Working in that space allowed me to see first-hand the problems that organizations have “going digital.” It’s not about digitizing what you have. It’s about changing the way we work using technology – where appropriate. There are tremendous amounts of great technology solutions out in the wild however sometimes the tooling promises a lot, but in practice gets in the way of solving the underlying business problem. I believe the reason for this lies at the feet of those people who design those technologies or solutions without looking at the human/user factors – we don’t fully investigate the problem we are trying to solve. Sometimes we are solving the wrong problems because we want to get the latest and greatest “cool” new tech rather than the boring ones that may provide a better solution to the organization’s problems. And this for me was a theme with working to get people excited about document automation. I would start many conference presentations with the line “What I am about to talk about and demonstrate is not bleeding edge technology, but I promise you it will make a tangible difference to your organization today.”
The reason I preface this blog with these musings is that I am fascinated by the amount of legacy data and key information that organizations have in storage, especially contained within Word or PDF documents. Many organizations cannot categorically say what obligations they have with many of their customers as they would have to go into every single document they have created to find out. In 2013, I know this is an old stat, Microsoft casually mentioned that there were over 500 billion Word documents created the previous year. That is a lot of unstructured data. How could you go about trying to extract that information and make it valuable? Make it usable? Make decisions on it? I have had many conversations over the years with one of my colleagues surrounding different methods that could be used to extract key information from this unstructured data. I even saw some early prototypes that worked extremely well. There are technologies dedicated to this end using Machine Learning to facilitate it. But that got me thinking, could you do this with K2?
If you’ve read this far, you’d be disappointed if I said no. In fact, this blog wouldn’t exist if the answer was no. So yes, yes you can. To do it we need to call upon a couple of other technologies – UiPath and Azure Cognitive Services. These two tools can easily be consumed within K2 using out SmartObject integration technologies which allow you to connect to compliant REST services.
Here’s a short explanation of how this works. We built a process app on K2 that allows a user to upload a document which triggers a workflow that coordinates the extraction of the document content using a UiPath robot which then allows K2 to get that content and pass it into Azure Text Analysis to extract the keywords from the document text.

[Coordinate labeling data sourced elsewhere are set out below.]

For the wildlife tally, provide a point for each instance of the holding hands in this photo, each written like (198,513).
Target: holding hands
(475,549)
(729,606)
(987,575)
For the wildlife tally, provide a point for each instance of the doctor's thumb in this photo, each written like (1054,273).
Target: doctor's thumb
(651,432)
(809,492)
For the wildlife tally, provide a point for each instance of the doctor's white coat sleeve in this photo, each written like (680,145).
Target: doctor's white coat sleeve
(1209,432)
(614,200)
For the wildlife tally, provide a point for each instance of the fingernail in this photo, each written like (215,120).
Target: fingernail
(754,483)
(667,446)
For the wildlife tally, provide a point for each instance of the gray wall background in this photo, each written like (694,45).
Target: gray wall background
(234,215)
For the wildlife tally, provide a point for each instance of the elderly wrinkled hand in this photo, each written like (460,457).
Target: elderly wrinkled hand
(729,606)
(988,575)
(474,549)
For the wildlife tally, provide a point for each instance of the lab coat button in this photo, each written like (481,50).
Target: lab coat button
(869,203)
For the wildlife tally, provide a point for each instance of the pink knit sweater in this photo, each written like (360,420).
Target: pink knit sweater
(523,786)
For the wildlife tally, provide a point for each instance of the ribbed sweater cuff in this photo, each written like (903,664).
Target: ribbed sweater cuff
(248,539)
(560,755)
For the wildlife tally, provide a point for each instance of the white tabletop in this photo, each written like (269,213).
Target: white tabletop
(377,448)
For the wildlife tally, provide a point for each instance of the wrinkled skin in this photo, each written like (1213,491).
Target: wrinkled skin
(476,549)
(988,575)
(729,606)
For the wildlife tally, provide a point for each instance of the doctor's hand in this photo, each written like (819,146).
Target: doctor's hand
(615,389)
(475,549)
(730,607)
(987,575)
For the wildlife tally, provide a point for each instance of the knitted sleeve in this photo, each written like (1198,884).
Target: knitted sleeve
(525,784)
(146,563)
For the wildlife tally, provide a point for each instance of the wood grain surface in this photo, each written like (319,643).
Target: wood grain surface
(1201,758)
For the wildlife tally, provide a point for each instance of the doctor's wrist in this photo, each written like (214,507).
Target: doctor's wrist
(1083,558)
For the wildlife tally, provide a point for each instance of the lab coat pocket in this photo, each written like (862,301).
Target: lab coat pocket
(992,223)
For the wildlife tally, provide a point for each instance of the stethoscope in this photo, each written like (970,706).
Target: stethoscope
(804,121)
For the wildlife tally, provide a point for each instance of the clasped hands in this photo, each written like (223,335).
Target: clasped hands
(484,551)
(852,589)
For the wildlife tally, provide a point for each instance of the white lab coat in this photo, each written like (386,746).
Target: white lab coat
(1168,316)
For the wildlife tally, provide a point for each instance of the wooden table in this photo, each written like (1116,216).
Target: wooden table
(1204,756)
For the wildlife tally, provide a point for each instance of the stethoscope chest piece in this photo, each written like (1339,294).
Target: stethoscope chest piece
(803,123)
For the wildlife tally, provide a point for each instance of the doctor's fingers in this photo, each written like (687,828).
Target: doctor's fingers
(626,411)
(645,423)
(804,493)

Here’s a little more detail. We have a K2 SmartForm made up of a few views. One of the controls on the page is a file upload, which on receipt of a file will trigger my workflow and start the process of extracting the content for said document. The first step in the workflow sends the document to a location that can be read by the UiPath robot. In this instance, we’re using an Azure SQL database. We then trigger the UiPath Robot using a REST call that we created using the K2 SmartObject REST broker (further reading on the REST broker). This Robot then performs the following:
takes the file uploaded to K2 and opens it in Microsoft Word
extracts the text content
cleans the text structures and splits it into smaller text chunks – mainly by sentence
converts the Word document to PDF
saves the PDF, full document text and newly created sentence model back to the Azure SQL database, and;
calls K2 to say it is finished
Once K2 receives the call back from the Robot it renders the PDF in the SmartForm (using a small add-in PDF.JS from Mozilla) and a list of all the sentences and text chunks in the document. On the list control of the sentences, there is an event that fires on a double click which fires of another call to the Azure Text Analysis API which will take in the selected text and the provide the keywords it extracted – which we then put into the list control to display.
As with some of the other recent tech demos from me, there’s no concrete process involved here, or a real-world scenario. But that was not my intention. The purpose here was to make me think about the art of the possible with K2, to hopefully get people thinking about how we could extend this prototype to achieve something tangible. What if we could unlock the key information contained in our document repository’s and have tangible insights into them. It’s important to note that this was build using out of the box features from K2, UiPath and Azure Cognitive Services. (Actually, to be 100% transparent there was a little bit of wizardry for the document viewer in the K2 SmartForm, but I’ll address that in another blog).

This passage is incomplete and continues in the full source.